Si elle n’apprécie pas Helmut Kohl, Margaret Thatcher a d’autres amitiés. Proche de Ronald Reagan dont elle apprécie les manières simples et les convictions de bon sens, elle est la première à détecter en Mikhaïl Gorbatchev le dirigeant soviétique réformateur qu’il sera une fois arrivé au sommet. En 1984, membre du bureau politique du PC de l’URSS, Gorbatchev effectue une visite officielle à Londres. Malgré son anticommunisme viscéral, Margaret Thatcher est séduite par son langage direct : « We can do business with him », dit-elle.
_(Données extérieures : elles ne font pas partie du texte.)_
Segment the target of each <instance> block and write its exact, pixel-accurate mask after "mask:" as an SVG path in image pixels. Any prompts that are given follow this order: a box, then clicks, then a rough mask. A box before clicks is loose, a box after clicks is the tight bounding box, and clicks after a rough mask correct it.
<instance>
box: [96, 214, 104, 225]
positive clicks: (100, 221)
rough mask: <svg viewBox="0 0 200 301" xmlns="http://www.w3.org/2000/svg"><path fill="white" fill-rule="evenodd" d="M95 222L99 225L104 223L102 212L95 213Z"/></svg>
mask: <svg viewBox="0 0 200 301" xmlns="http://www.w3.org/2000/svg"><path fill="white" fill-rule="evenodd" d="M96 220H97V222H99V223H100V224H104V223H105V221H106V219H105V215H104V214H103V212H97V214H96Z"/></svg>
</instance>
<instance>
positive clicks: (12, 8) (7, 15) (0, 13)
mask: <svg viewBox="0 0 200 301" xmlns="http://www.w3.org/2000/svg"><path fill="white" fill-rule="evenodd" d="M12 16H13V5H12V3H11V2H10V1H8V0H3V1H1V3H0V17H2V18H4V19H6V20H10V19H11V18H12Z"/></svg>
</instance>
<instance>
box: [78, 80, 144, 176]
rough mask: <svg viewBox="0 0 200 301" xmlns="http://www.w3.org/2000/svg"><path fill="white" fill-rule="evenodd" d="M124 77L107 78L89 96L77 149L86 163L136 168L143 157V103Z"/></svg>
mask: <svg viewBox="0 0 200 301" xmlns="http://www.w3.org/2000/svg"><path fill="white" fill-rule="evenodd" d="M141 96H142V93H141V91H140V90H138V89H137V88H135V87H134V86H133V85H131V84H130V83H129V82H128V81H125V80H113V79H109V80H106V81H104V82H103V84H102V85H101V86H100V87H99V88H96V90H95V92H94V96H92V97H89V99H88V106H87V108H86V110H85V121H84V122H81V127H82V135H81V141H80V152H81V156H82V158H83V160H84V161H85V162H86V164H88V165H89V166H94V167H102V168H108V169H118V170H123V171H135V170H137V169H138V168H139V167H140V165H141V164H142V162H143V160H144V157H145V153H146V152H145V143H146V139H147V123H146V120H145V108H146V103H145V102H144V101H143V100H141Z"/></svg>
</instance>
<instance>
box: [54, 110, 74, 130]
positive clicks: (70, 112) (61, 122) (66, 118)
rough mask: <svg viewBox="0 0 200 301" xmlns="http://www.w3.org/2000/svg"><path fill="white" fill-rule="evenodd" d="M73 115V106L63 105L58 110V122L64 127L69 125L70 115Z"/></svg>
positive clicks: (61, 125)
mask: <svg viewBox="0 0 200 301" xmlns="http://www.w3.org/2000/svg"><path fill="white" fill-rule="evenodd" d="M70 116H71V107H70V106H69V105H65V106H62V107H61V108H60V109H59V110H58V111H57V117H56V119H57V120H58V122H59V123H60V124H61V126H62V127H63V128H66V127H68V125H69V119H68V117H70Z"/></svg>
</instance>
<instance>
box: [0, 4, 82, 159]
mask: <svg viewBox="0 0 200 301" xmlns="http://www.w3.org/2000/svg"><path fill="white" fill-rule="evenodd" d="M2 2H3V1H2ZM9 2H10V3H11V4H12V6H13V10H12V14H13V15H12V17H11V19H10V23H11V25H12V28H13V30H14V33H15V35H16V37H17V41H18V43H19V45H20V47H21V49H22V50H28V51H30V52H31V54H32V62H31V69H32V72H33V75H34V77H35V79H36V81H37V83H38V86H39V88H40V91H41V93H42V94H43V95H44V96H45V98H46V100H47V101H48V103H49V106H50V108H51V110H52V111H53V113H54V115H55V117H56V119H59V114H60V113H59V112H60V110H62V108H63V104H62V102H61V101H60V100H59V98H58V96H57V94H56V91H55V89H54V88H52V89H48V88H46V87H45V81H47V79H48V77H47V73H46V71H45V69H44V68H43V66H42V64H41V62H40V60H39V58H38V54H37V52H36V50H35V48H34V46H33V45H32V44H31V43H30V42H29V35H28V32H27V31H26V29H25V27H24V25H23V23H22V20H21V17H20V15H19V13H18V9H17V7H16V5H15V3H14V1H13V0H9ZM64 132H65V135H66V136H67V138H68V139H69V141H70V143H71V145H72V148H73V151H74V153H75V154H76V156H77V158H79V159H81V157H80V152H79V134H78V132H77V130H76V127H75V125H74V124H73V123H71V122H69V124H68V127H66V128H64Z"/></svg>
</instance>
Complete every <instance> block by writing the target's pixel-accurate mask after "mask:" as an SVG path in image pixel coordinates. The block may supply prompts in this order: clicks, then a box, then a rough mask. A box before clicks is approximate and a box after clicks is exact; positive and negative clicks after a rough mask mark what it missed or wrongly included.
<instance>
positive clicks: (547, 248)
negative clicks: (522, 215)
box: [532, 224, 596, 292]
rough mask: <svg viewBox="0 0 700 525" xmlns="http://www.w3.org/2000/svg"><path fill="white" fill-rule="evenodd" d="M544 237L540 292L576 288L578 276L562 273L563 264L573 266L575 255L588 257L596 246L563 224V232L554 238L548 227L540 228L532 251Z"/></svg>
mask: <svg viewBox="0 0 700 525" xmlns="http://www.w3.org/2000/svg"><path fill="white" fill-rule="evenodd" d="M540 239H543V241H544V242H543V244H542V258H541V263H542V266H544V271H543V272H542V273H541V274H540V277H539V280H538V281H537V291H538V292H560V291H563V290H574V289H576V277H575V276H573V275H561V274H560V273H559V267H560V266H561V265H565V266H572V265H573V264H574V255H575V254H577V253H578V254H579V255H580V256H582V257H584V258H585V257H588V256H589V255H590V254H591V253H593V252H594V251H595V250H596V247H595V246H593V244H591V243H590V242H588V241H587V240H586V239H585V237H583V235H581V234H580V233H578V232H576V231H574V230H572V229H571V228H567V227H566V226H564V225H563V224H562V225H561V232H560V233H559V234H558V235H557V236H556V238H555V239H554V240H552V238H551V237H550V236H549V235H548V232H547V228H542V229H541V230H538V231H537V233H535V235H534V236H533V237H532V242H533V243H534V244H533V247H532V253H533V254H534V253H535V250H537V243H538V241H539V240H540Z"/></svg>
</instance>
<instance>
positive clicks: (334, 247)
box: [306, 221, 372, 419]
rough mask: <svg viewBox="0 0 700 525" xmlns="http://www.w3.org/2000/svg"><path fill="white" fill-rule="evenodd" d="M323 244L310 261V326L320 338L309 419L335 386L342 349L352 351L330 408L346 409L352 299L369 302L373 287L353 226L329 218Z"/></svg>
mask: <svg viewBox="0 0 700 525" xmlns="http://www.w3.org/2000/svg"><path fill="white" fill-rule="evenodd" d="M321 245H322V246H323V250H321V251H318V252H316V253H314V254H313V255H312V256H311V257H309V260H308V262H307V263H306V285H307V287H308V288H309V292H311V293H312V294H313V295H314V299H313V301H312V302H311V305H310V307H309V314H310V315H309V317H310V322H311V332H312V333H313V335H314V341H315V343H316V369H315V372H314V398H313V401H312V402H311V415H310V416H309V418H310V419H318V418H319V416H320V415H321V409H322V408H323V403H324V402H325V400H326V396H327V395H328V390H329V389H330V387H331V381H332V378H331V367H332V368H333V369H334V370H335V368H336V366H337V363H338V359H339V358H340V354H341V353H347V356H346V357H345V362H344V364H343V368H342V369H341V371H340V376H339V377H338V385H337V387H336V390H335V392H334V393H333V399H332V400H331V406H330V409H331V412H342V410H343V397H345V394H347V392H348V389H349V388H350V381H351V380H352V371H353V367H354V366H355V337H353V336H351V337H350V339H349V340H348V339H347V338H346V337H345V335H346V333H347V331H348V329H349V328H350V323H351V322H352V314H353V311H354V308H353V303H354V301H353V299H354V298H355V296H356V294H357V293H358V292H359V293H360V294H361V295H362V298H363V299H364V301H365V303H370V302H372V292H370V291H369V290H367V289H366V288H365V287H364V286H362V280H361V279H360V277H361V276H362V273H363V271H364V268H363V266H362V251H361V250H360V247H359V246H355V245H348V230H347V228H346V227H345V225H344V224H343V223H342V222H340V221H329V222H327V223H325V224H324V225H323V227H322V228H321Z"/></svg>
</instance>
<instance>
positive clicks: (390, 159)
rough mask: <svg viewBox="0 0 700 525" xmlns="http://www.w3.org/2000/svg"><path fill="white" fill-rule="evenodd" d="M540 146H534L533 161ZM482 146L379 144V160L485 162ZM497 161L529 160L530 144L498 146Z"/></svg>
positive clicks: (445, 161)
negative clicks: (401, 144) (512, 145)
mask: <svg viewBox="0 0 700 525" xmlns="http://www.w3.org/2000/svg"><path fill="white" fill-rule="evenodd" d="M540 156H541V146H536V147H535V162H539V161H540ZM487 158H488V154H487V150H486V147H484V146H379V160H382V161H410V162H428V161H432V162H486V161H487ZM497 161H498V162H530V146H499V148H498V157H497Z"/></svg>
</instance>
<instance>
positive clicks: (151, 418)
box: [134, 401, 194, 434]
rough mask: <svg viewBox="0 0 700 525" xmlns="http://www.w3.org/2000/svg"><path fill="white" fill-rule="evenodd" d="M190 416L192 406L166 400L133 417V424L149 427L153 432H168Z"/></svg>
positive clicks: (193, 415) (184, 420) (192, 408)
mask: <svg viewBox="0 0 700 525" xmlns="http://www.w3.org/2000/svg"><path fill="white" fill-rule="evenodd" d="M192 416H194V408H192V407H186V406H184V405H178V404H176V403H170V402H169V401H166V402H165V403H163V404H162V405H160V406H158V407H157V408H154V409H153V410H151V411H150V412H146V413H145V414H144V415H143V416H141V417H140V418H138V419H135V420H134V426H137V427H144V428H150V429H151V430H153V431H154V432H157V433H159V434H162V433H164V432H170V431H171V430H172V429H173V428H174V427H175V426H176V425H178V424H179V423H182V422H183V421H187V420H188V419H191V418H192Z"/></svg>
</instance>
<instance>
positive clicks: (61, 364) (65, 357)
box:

C’était trois mois avant que Gorbatchev ne devienne secrétaire général du PCUS et ne lance la perestroïka qui aboutira à la disparition de l’URSS. Plus douteux est son faible pour le général Augusto Pinochet, qu’elle soutient quand il est au pouvoir et qu’elle cherche à protéger des foudres de la justice après sa disgrâce.

Mais la politique britannique est cruelle. Les conservateurs bon teint n’ont jamais beaucoup aimé celle qu’ils considéraient comme une arriviste n’appartenant pas à leur monde. Ils l’ont soutenue aussi longtemps qu’elle garantissait leur succès électoral. Quand il est apparu que son impopularité menaçait tout le Parti, ils n’ont pas hésité à la laisser tomber. Dans les années 1980, Margaret Thatcher lance une réforme de la fiscalité locale dont la principale conséquence est de faire payer les pauvres autant que les riches. Les hiérarques du Parti tory s’inquiètent pour les futures élections générales. Ils la remercient sans ménagement et élisent à sa place John Major. Le nouveau Premier ministre fera du « thatchérisme sans Thatcher », si tant est qu’il soit possible de séparer les principes politiques de celle qui les aura incarnés mieux que personne.

Après son départ du pouvoir, « Maggie » continuera pendant quelques années à commenter la vie politique au nom des principes qu’elle a toujours défendus. Jusqu’à la mort de son mari qui l’affectera beaucoup et accélèrera la maladie d’Alzheimer qui l’a tenue éloignée du public au cours des dernières années.